In generale non c’è esempio di tetto ai prezzi che non abbia aggravato la scarsità sottostante, dai tempi di Diocleziano a quelli di Peppe Provenzano che oggi invoca a gran voce la misura, L’unico caso in cui ciò non accade è quando il tetto è superiore ai prezzi effettivamente praticati sul mercato: nel quale caso esso è, ovviamente, inutile.
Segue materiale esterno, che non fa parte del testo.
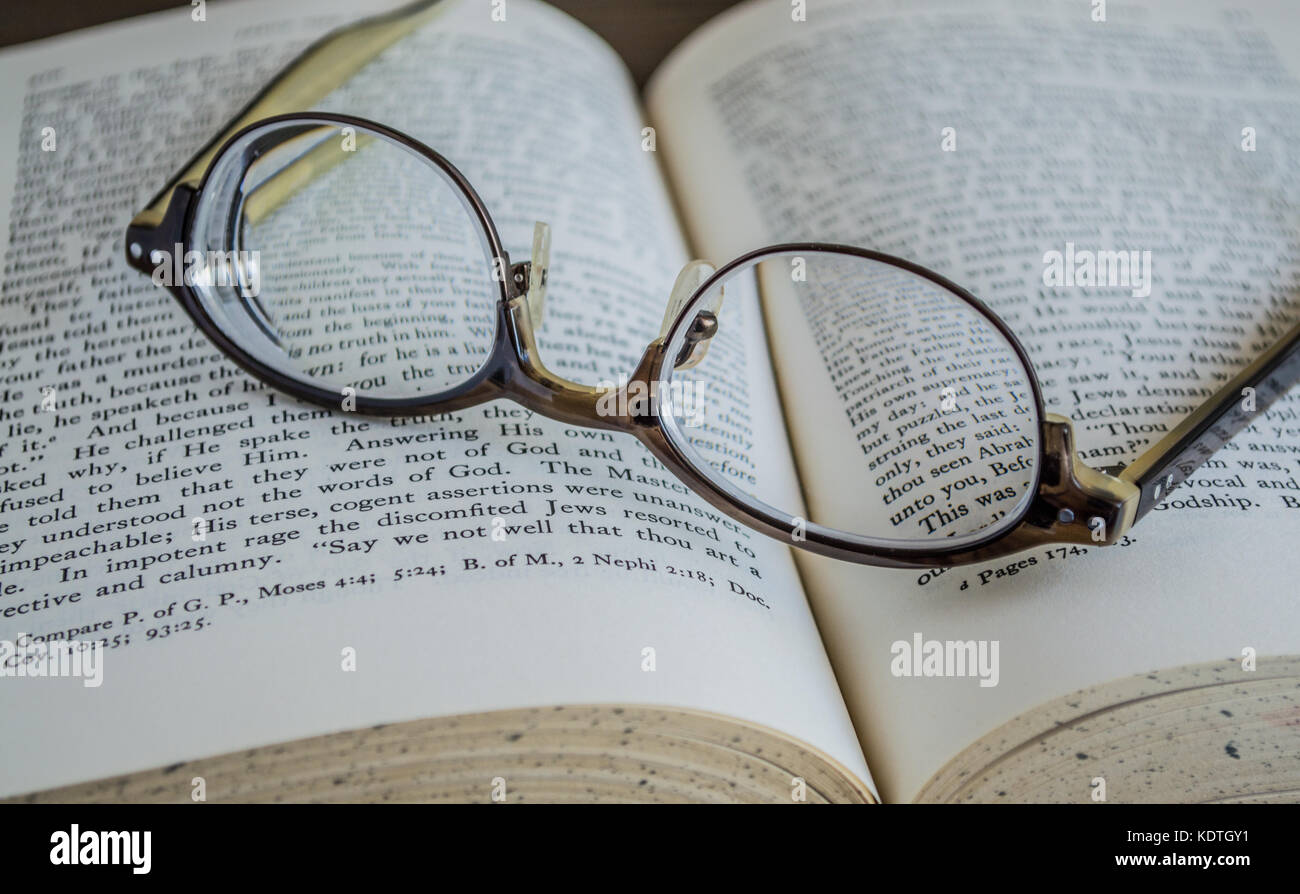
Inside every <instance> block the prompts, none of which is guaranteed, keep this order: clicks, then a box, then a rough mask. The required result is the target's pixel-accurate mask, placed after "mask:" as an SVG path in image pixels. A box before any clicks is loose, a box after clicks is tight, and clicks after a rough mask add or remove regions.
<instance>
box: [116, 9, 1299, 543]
mask: <svg viewBox="0 0 1300 894" xmlns="http://www.w3.org/2000/svg"><path fill="white" fill-rule="evenodd" d="M435 9H437V6H435V4H425V3H420V4H416V5H415V6H411V8H407V9H403V10H398V12H395V13H390V14H386V16H381V17H377V18H374V19H367V21H363V22H360V23H357V25H354V26H348V27H344V29H341V30H339V31H335V32H333V34H330V35H328V36H326V38H324V39H322V40H320V42H317V43H316V44H313V45H312V47H309V48H308V49H307V51H305V52H304V53H303V55H302V56H299V57H298V58H296V60H295V61H294V62H291V64H290V65H289V66H287V68H286V69H285V71H282V73H281V74H279V75H278V77H277V78H276V79H273V81H272V82H270V84H268V87H266V88H265V90H263V92H261V94H259V95H257V96H256V97H255V99H253V100H252V101H251V103H250V104H248V105H247V107H246V108H244V109H243V112H240V113H239V114H238V116H235V118H234V120H233V121H231V123H230V125H229V126H227V127H226V129H225V130H224V131H222V133H221V134H220V135H218V136H217V138H216V139H213V140H212V142H211V143H209V144H208V146H205V147H204V148H203V149H201V151H200V152H199V153H198V155H196V156H195V157H194V159H192V160H191V161H190V162H188V164H187V165H186V166H185V168H183V169H182V170H181V172H178V173H177V174H175V175H174V177H173V178H172V179H170V181H169V182H168V183H166V186H165V187H164V188H162V191H161V192H159V195H157V196H156V198H155V199H153V200H152V201H151V204H149V207H148V208H146V209H144V211H142V212H140V213H139V214H136V216H135V218H133V221H131V223H130V226H129V227H127V230H126V243H125V248H126V261H127V264H130V265H131V266H133V268H135V269H138V270H140V272H143V273H147V274H148V273H152V270H153V261H152V256H153V253H155V252H157V251H162V252H169V251H172V248H173V246H175V244H178V243H179V244H182V246H183V247H185V249H186V251H188V249H190V248H191V227H192V222H194V211H195V207H196V204H198V198H199V196H200V195H201V192H203V188H204V186H205V185H207V177H208V174H209V173H211V170H212V168H213V166H214V162H216V161H217V160H218V159H220V157H221V156H222V155H224V153H225V151H226V148H229V147H230V146H233V144H235V143H237V142H238V140H239V139H240V138H242V136H243V135H244V134H247V133H248V131H251V130H253V129H257V127H265V126H268V125H274V123H285V125H290V123H302V125H304V126H312V125H337V126H351V127H356V129H359V130H364V131H370V133H373V134H378V135H381V136H383V138H386V139H389V140H391V142H394V143H398V144H402V146H403V147H406V148H407V149H409V151H412V152H415V153H417V155H420V156H422V157H424V159H425V160H428V161H429V162H430V164H433V165H435V166H437V168H438V169H439V170H441V172H442V173H443V174H445V175H446V178H447V179H448V181H450V182H451V183H452V185H454V186H455V187H456V188H458V190H459V191H460V192H461V194H463V198H464V200H465V207H467V208H468V209H469V211H471V212H472V213H473V216H474V218H476V220H477V223H478V225H480V227H481V229H482V234H484V236H485V240H486V244H487V247H489V249H490V252H491V253H493V257H494V259H500V265H502V269H504V270H508V275H504V277H500V278H498V285H499V300H498V301H497V308H495V314H497V329H495V339H494V343H493V347H491V348H490V352H489V356H487V360H486V361H485V363H484V365H482V366H481V368H480V369H478V372H477V373H474V374H473V376H472V377H471V378H469V379H467V381H465V382H463V383H461V385H459V386H456V387H454V389H450V390H446V391H442V392H439V394H437V395H432V396H416V398H368V396H365V395H360V394H357V395H355V411H356V412H357V413H364V415H372V416H424V415H434V413H443V412H452V411H456V409H461V408H467V407H473V405H477V404H481V403H486V402H489V400H497V399H502V398H507V399H511V400H513V402H516V403H519V404H521V405H524V407H526V408H529V409H533V411H536V412H538V413H542V415H543V416H547V417H550V418H554V420H559V421H562V422H567V424H572V425H580V426H586V428H595V429H606V430H611V431H621V433H625V434H630V435H633V437H636V438H637V439H638V441H640V442H641V443H642V444H645V446H646V448H647V450H649V451H650V452H651V455H654V456H655V459H658V460H659V461H660V463H662V464H663V465H664V466H666V468H667V469H668V472H671V473H672V474H673V476H676V477H677V478H679V479H681V481H682V482H684V483H685V485H686V486H689V487H690V489H692V490H693V491H694V492H697V494H699V495H701V496H702V498H703V499H706V500H707V502H708V503H711V504H712V505H714V507H716V508H718V509H720V511H722V512H724V513H727V515H728V516H729V517H732V518H735V520H736V521H738V522H741V524H744V525H746V526H749V528H751V529H754V530H758V531H761V533H763V534H767V535H770V537H774V538H777V539H783V541H785V542H787V543H790V544H793V546H797V547H800V548H805V550H809V551H811V552H816V554H820V555H826V556H832V557H835V559H841V560H846V561H854V563H859V564H868V565H883V567H892V568H933V567H946V565H957V564H969V563H978V561H983V560H989V559H997V557H1001V556H1006V555H1011V554H1015V552H1021V551H1024V550H1028V548H1032V547H1036V546H1041V544H1049V543H1066V544H1070V543H1074V544H1092V546H1109V544H1113V543H1117V542H1119V541H1121V539H1122V538H1123V535H1125V534H1126V533H1127V531H1128V530H1130V529H1131V526H1132V525H1134V524H1135V522H1136V521H1138V520H1139V518H1141V517H1143V516H1145V515H1147V513H1148V512H1149V511H1151V509H1152V508H1153V507H1154V505H1156V504H1157V503H1160V500H1161V499H1164V496H1165V495H1167V494H1169V491H1170V490H1171V489H1173V487H1175V486H1177V485H1178V483H1180V482H1182V481H1183V479H1186V478H1187V477H1188V476H1190V474H1191V473H1192V472H1193V470H1195V469H1196V468H1197V466H1200V465H1201V463H1204V461H1205V460H1206V459H1208V457H1209V456H1210V455H1212V453H1213V452H1214V451H1217V450H1218V448H1219V447H1221V446H1222V444H1223V443H1226V442H1227V441H1229V439H1230V438H1231V437H1232V435H1234V434H1236V433H1238V431H1239V430H1242V429H1243V428H1244V426H1245V425H1248V424H1249V421H1251V418H1252V417H1253V416H1255V413H1257V412H1261V411H1262V409H1266V408H1268V407H1269V404H1271V403H1273V402H1274V400H1275V399H1278V398H1279V396H1282V395H1283V394H1284V392H1286V391H1287V390H1290V389H1291V386H1294V385H1295V383H1296V381H1300V325H1296V326H1294V327H1292V329H1291V330H1290V331H1288V333H1287V334H1286V335H1284V337H1283V338H1282V339H1281V340H1279V342H1278V343H1277V344H1275V346H1273V347H1271V348H1270V350H1269V351H1266V352H1265V353H1262V355H1261V356H1260V357H1257V359H1256V360H1255V361H1253V363H1252V364H1251V365H1249V366H1247V368H1245V369H1244V370H1242V373H1239V374H1238V376H1236V377H1235V378H1232V381H1230V382H1229V383H1227V385H1225V386H1223V387H1222V389H1219V391H1218V392H1217V394H1216V395H1214V396H1213V398H1210V399H1209V400H1208V402H1205V404H1203V405H1201V407H1200V408H1199V409H1197V411H1195V412H1193V413H1192V415H1191V416H1188V417H1187V418H1186V420H1184V421H1183V422H1182V424H1179V425H1178V426H1177V428H1175V429H1174V430H1173V431H1171V433H1169V435H1166V437H1165V438H1164V439H1162V441H1161V442H1160V443H1157V444H1154V446H1153V447H1152V448H1149V450H1148V451H1147V452H1145V453H1143V455H1141V456H1140V457H1139V459H1138V460H1136V461H1135V463H1132V464H1131V465H1128V466H1127V468H1123V469H1119V468H1118V466H1117V468H1110V469H1106V470H1100V469H1093V468H1089V466H1088V465H1086V464H1084V463H1082V461H1080V460H1079V459H1078V453H1076V451H1075V446H1074V431H1073V428H1071V424H1070V421H1069V420H1067V418H1065V417H1062V416H1057V415H1052V413H1047V412H1045V411H1044V407H1043V395H1041V391H1040V387H1039V382H1037V378H1036V376H1035V373H1034V366H1032V364H1031V361H1030V359H1028V355H1027V353H1026V351H1024V348H1023V346H1022V344H1021V343H1019V340H1018V339H1017V338H1015V335H1014V333H1011V330H1010V329H1009V327H1008V326H1006V324H1005V322H1002V320H1001V318H998V317H997V316H996V314H995V313H993V312H992V311H991V309H989V308H987V307H985V305H984V304H983V303H982V301H980V300H979V299H976V298H975V296H974V295H971V294H970V292H969V291H966V290H965V288H962V287H961V286H958V285H956V283H953V282H949V281H948V279H945V278H944V277H941V275H939V274H936V273H933V272H931V270H927V269H924V268H920V266H918V265H915V264H911V262H909V261H905V260H902V259H897V257H892V256H889V255H883V253H880V252H874V251H870V249H866V248H857V247H853V246H839V244H829V243H813V242H806V243H784V244H777V246H768V247H766V248H761V249H757V251H753V252H749V253H746V255H742V256H740V257H737V259H735V260H733V261H731V262H728V264H725V265H724V266H722V268H719V269H718V270H716V272H715V273H714V274H712V275H711V277H708V278H707V279H706V281H705V282H703V283H701V285H699V286H698V288H695V291H694V292H693V294H692V295H690V298H689V299H688V300H685V301H681V303H680V304H679V305H677V307H679V313H677V317H676V320H675V321H673V322H672V324H671V325H668V326H666V329H664V331H663V333H662V334H660V337H659V338H656V339H654V340H653V342H650V344H649V346H647V347H646V350H645V352H643V355H642V357H641V360H640V363H638V364H637V368H636V370H633V373H632V374H630V377H629V378H628V382H627V383H625V385H624V386H623V389H621V391H623V395H620V396H621V398H623V399H615V400H610V392H608V391H606V390H599V389H595V387H593V386H588V385H581V383H578V382H572V381H569V379H567V378H564V377H562V376H559V374H556V373H554V372H551V370H550V369H547V368H546V365H545V363H543V361H542V359H541V355H539V351H538V346H537V337H536V329H534V313H536V312H534V311H533V308H530V305H529V300H528V291H529V286H530V285H532V277H533V275H534V272H533V270H532V265H530V264H529V262H520V264H511V262H510V259H508V255H507V253H506V251H504V249H503V247H502V244H500V238H499V236H498V234H497V227H495V225H494V223H493V220H491V217H490V214H489V213H487V209H486V207H485V205H484V203H482V200H481V199H480V198H478V195H477V194H476V192H474V190H473V187H472V186H471V185H469V182H468V181H467V179H465V178H464V175H463V174H461V173H460V172H459V170H458V169H456V168H455V166H454V165H452V164H451V162H450V161H447V160H446V159H445V157H443V156H441V155H439V153H437V152H434V151H433V149H430V148H429V147H426V146H424V144H422V143H420V142H419V140H415V139H412V138H409V136H407V135H406V134H402V133H399V131H395V130H391V129H389V127H385V126H382V125H378V123H374V122H370V121H367V120H364V118H357V117H354V116H343V114H328V113H320V112H302V113H296V112H290V113H283V109H285V108H286V107H290V108H291V107H294V105H298V107H299V108H300V107H302V105H309V104H311V103H315V101H317V100H318V99H320V97H321V96H324V95H326V94H328V92H329V91H330V90H333V88H334V87H335V86H338V84H339V83H342V81H344V79H346V78H347V77H350V74H351V73H354V71H356V70H357V69H360V68H361V66H363V65H364V64H365V62H367V61H369V60H370V58H373V57H374V56H376V55H377V53H378V52H381V51H382V49H383V48H386V47H387V45H390V44H391V43H394V42H395V40H398V39H400V38H402V36H403V35H406V34H408V32H409V31H411V30H412V29H413V27H416V26H419V25H420V23H422V22H425V21H428V18H429V17H430V13H434V12H435ZM299 104H302V105H299ZM790 252H831V253H841V255H853V256H858V257H865V259H870V260H874V261H879V262H884V264H891V265H894V266H898V268H901V269H904V270H907V272H911V273H914V274H918V275H922V277H924V278H927V279H930V281H931V282H933V283H936V285H937V286H940V287H943V288H945V290H948V291H950V292H952V294H953V295H956V296H958V298H961V299H962V300H963V301H966V303H967V304H969V305H970V307H971V308H974V309H975V311H976V312H978V313H980V314H982V316H983V317H984V318H985V320H987V321H988V322H989V324H991V325H992V326H993V327H995V329H997V331H1000V333H1001V334H1002V335H1004V337H1005V338H1006V340H1008V343H1009V344H1010V346H1011V347H1013V348H1014V351H1015V353H1017V356H1018V359H1019V361H1021V364H1022V366H1023V369H1024V373H1026V378H1027V381H1028V382H1030V386H1031V390H1032V395H1034V404H1035V408H1036V411H1037V415H1039V443H1037V461H1036V464H1035V476H1036V479H1035V482H1034V483H1032V485H1031V487H1032V490H1034V495H1032V498H1031V499H1028V500H1023V502H1022V507H1021V509H1019V511H1018V513H1017V516H1015V517H1014V518H1010V520H1006V521H1002V522H1000V525H998V530H997V531H995V533H993V534H991V535H989V537H987V538H984V539H980V541H978V542H974V543H963V544H961V546H957V547H948V548H944V546H943V541H936V542H935V544H933V546H932V547H931V546H930V544H924V546H918V547H897V548H894V547H883V546H880V544H879V543H868V542H867V541H868V538H858V537H853V535H849V534H846V533H844V531H839V530H835V529H829V528H824V526H822V525H816V524H811V522H805V520H803V518H801V517H798V516H788V515H783V513H779V512H776V511H772V509H771V507H767V505H766V504H763V503H761V502H758V500H757V499H754V500H753V502H745V500H744V499H741V498H737V495H736V494H735V492H731V491H729V490H728V489H725V487H722V486H720V485H719V483H718V482H716V481H715V479H714V478H711V477H708V476H706V474H703V473H702V472H701V470H699V469H698V468H697V465H695V463H694V461H693V460H690V459H689V457H688V456H686V455H685V453H684V452H682V450H681V448H680V447H679V444H677V443H676V442H675V441H673V439H672V438H671V437H669V435H668V434H667V431H666V428H664V422H663V418H662V416H660V413H659V409H658V404H656V403H651V404H650V405H649V407H646V405H645V404H646V402H642V400H640V399H638V398H637V395H643V394H649V392H651V391H650V390H651V389H653V387H654V386H658V385H659V383H662V382H664V381H666V379H667V376H666V373H667V374H671V372H672V370H671V369H666V366H667V365H668V360H669V359H668V356H667V346H668V344H672V343H673V340H675V338H676V337H677V335H679V333H680V330H681V329H682V327H686V326H697V327H699V329H701V331H703V333H706V334H705V335H703V337H702V338H708V337H710V335H711V331H710V330H708V327H707V326H701V324H702V322H705V321H703V318H702V316H701V314H698V313H695V312H693V308H694V307H695V305H697V304H698V303H699V299H701V298H702V296H705V295H706V294H707V292H708V290H710V288H711V287H712V286H714V285H715V283H718V282H722V281H723V279H725V278H727V277H728V274H731V273H732V272H733V270H736V269H737V268H744V266H746V265H749V264H750V262H753V261H757V260H759V259H762V257H766V256H770V255H783V253H790ZM543 275H545V274H543ZM166 288H169V290H170V291H172V294H173V295H174V296H175V299H177V300H178V301H179V303H181V305H182V307H183V308H185V311H186V312H187V313H188V314H190V317H191V318H192V320H194V322H195V325H196V326H199V329H200V330H203V333H204V334H205V335H207V337H208V338H209V339H211V340H212V342H213V343H214V344H216V346H217V347H218V348H221V351H224V352H225V353H226V355H227V356H229V357H230V359H231V360H234V361H235V363H237V364H238V365H239V366H240V368H243V369H244V370H247V372H248V373H250V374H252V376H253V377H256V378H259V379H261V381H263V382H266V383H268V385H270V386H272V387H274V389H277V390H281V391H285V392H287V394H291V395H294V396H296V398H299V399H303V400H307V402H309V403H313V404H318V405H322V407H329V408H338V407H339V392H338V390H333V389H324V387H318V386H316V385H312V383H311V382H308V381H304V379H298V378H292V377H289V376H285V374H283V373H281V372H279V370H277V369H273V368H270V366H268V365H265V364H264V363H261V361H260V360H257V359H256V357H255V356H252V355H251V353H250V352H248V351H246V350H244V348H243V347H242V346H239V344H238V343H235V342H233V340H231V339H230V338H227V337H226V334H225V333H224V331H222V330H221V329H220V327H218V326H217V325H216V322H214V321H213V320H212V317H211V316H209V314H208V312H207V309H205V308H204V305H203V303H201V301H200V300H199V298H198V296H196V295H195V292H194V291H192V290H191V287H190V285H188V283H186V282H182V283H177V285H172V286H166ZM677 361H680V357H675V359H673V368H676V366H677ZM1247 389H1252V390H1253V391H1252V392H1251V394H1253V398H1255V402H1253V408H1255V409H1253V411H1247V409H1245V403H1247V402H1244V400H1243V396H1244V395H1245V394H1247ZM597 402H602V407H601V408H598V405H597ZM610 407H614V408H620V409H617V412H614V413H610V412H608V408H610ZM621 408H629V409H628V411H627V412H624V409H621ZM630 408H636V409H634V411H633V409H630Z"/></svg>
Perfino il premio Nobel per l’economia Paul Krugman, non esattamente un neoliberista, in un tweet lanciato ieri, ha definito “davvero stupide” le politiche di controllo dei prezzi.
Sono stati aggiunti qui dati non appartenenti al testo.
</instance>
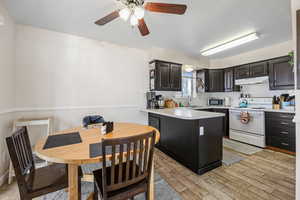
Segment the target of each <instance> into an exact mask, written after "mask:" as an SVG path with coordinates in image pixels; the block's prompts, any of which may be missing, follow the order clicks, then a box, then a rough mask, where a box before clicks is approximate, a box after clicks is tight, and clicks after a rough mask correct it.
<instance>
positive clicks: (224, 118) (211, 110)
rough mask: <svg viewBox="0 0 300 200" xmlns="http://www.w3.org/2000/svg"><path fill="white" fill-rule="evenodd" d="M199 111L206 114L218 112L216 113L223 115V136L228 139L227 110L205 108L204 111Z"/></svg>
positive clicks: (228, 114) (228, 118)
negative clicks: (217, 112) (225, 137)
mask: <svg viewBox="0 0 300 200" xmlns="http://www.w3.org/2000/svg"><path fill="white" fill-rule="evenodd" d="M199 110H200V111H206V112H218V113H224V114H225V117H224V120H223V136H224V137H229V110H228V109H222V108H206V109H199Z"/></svg>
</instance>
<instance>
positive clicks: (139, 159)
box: [138, 139, 144, 176]
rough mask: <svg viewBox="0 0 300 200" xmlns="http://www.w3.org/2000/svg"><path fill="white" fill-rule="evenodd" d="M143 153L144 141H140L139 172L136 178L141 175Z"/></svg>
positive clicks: (143, 149) (141, 171)
mask: <svg viewBox="0 0 300 200" xmlns="http://www.w3.org/2000/svg"><path fill="white" fill-rule="evenodd" d="M143 151H144V140H143V139H141V140H140V148H139V152H138V153H139V171H138V176H140V175H141V174H142V168H143V166H142V164H143Z"/></svg>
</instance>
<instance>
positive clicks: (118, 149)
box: [90, 142, 140, 158]
mask: <svg viewBox="0 0 300 200" xmlns="http://www.w3.org/2000/svg"><path fill="white" fill-rule="evenodd" d="M139 146H140V145H139V144H138V145H137V149H139ZM130 149H133V144H131V147H130ZM126 151H127V144H124V145H123V152H126ZM119 152H120V145H117V146H116V153H119ZM111 153H112V149H111V146H107V147H106V154H111ZM98 156H102V143H101V142H99V143H94V144H90V158H95V157H98Z"/></svg>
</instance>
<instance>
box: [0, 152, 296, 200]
mask: <svg viewBox="0 0 300 200" xmlns="http://www.w3.org/2000/svg"><path fill="white" fill-rule="evenodd" d="M239 155H240V156H243V157H245V160H243V161H240V162H239V163H235V164H233V165H231V166H222V167H220V168H218V169H215V170H213V171H210V172H208V173H206V174H204V175H202V176H199V175H197V174H194V173H193V172H191V171H190V170H188V169H187V168H185V167H184V166H182V165H181V164H179V163H177V162H176V161H174V160H173V159H171V158H170V157H168V156H167V155H165V154H164V153H162V152H160V151H159V150H156V151H155V154H154V159H155V170H156V172H158V173H159V174H160V175H161V177H163V178H164V179H165V180H166V181H167V182H168V183H169V185H170V186H171V187H173V188H174V189H175V190H176V191H177V192H178V193H179V194H180V195H181V197H182V199H183V200H196V199H197V200H200V199H203V200H214V199H218V200H231V199H237V200H256V199H257V200H268V199H270V200H271V199H272V200H278V199H280V200H289V199H293V200H294V199H295V162H296V161H295V157H294V156H291V155H287V154H283V153H279V152H274V151H271V150H263V151H261V152H258V153H256V154H254V155H251V156H246V155H244V154H239ZM0 199H1V200H2V199H3V200H16V199H19V194H18V189H17V184H16V182H14V183H13V184H12V185H10V186H7V185H4V186H2V187H1V188H0Z"/></svg>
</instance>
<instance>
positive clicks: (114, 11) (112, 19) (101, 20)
mask: <svg viewBox="0 0 300 200" xmlns="http://www.w3.org/2000/svg"><path fill="white" fill-rule="evenodd" d="M119 16H120V15H119V10H116V11H114V12H112V13H110V14H109V15H106V16H105V17H103V18H101V19H99V20H98V21H96V22H95V24H97V25H100V26H103V25H105V24H107V23H108V22H111V21H113V20H114V19H116V18H118V17H119Z"/></svg>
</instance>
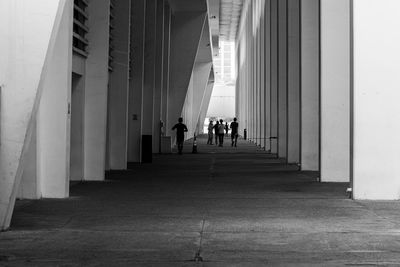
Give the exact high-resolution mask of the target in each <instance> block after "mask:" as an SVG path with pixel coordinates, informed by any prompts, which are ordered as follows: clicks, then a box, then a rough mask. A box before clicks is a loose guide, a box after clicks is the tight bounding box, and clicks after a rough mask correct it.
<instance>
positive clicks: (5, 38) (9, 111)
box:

Per quanto riguarda le mascherine Ffp2, esse si trovano a prezzi molto diversi: l’aneddotica racconta addirittura di casi in cui sono vendute a 3 e più euro l’una, mentre si trovano nei vari negozi attorno a 1 euro e online a prezzi ancora più convenienti, talvolta addirittura attorno ai 50 centesimi. In questo contesto, e a fronte a una domanda in crescita, mettere un calmiere non può far altro che inceppare il funzionamento del mercato. Anzi, poiché spesso il tetto diventa un target, il rischio è che i prezzi di vendita si allineino al cap, anche se i costi potrebbero giustificare un ribasso maggiore. Ciò non significa che il governo debba stare a guardare, anche perché al prezzo di 1 euro o meno il costo per le mascherine può essere per molti eccessivo. Se il governo impone le mascherine Ffp2 come obbligatorie, perché presidio sanitario necessario alla protezione individuale e pubblica, mettere un calmiere può essere solo un modo per dire di aver fatto qualcosa di giusto senza poi preoccuparsi realmente di rendere realmente le mascherine accessibili a tutti.
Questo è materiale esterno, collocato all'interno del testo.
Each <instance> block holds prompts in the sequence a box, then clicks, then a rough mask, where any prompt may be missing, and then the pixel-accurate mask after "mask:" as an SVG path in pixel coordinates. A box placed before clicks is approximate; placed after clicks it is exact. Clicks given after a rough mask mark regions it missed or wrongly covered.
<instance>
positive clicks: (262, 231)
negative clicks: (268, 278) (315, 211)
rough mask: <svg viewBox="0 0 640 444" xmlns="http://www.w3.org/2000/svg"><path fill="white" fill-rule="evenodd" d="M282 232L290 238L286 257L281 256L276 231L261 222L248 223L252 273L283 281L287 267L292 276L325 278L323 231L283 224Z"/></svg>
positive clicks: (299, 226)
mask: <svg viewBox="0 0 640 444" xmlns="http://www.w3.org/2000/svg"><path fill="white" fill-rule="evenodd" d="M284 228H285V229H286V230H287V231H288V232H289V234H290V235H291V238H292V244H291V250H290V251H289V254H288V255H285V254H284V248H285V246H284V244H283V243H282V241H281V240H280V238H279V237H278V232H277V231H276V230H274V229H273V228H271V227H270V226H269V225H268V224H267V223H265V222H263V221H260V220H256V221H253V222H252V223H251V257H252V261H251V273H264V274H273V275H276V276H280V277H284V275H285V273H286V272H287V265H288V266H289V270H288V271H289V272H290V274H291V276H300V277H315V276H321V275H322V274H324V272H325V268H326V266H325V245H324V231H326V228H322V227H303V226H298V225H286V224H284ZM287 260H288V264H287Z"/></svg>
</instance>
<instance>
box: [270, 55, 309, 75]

Questa preoccupazione è più importante per le famiglie a basso reddito: una nucleo di quattro membri, che usano tre mascherine alla settimana, dovrebbe sostenere una spesa aggiuntiva di 72 euro al mese (nell’ipotesi di un prezzo di 1,5 euro), che in alcuni casi può incidere significativamente sul bilancio famigliare. Allora, andrebbe prevista la possibilità per le famiglie a basso reddito di ricevere un certo numero di mascherine mensili gratuite (o dietro pagamento di un ticket simbolico, per esempio 50 cent), come già avviene nella scuola. Dal punto di vista dei prezzi, la Consip – facendo acquisti massivi – potrebbe spuntare condizioni migliori di qualsiasi tetto; dal punto di vista della logistica, si potrebbe usare la rete capillare di farmacie e parafarmacie, che attraverso la lettura della tessera sanitaria dispongono delle informazioni relative al diritto o meno di ricevere l’agevolazione; dal punto di vista dell’equità, si concentrerebbe l’aiuto su chi ne ha bisogno, senza scaricare sull’intera collettività gli effetti perversi di una politica mal disegnata.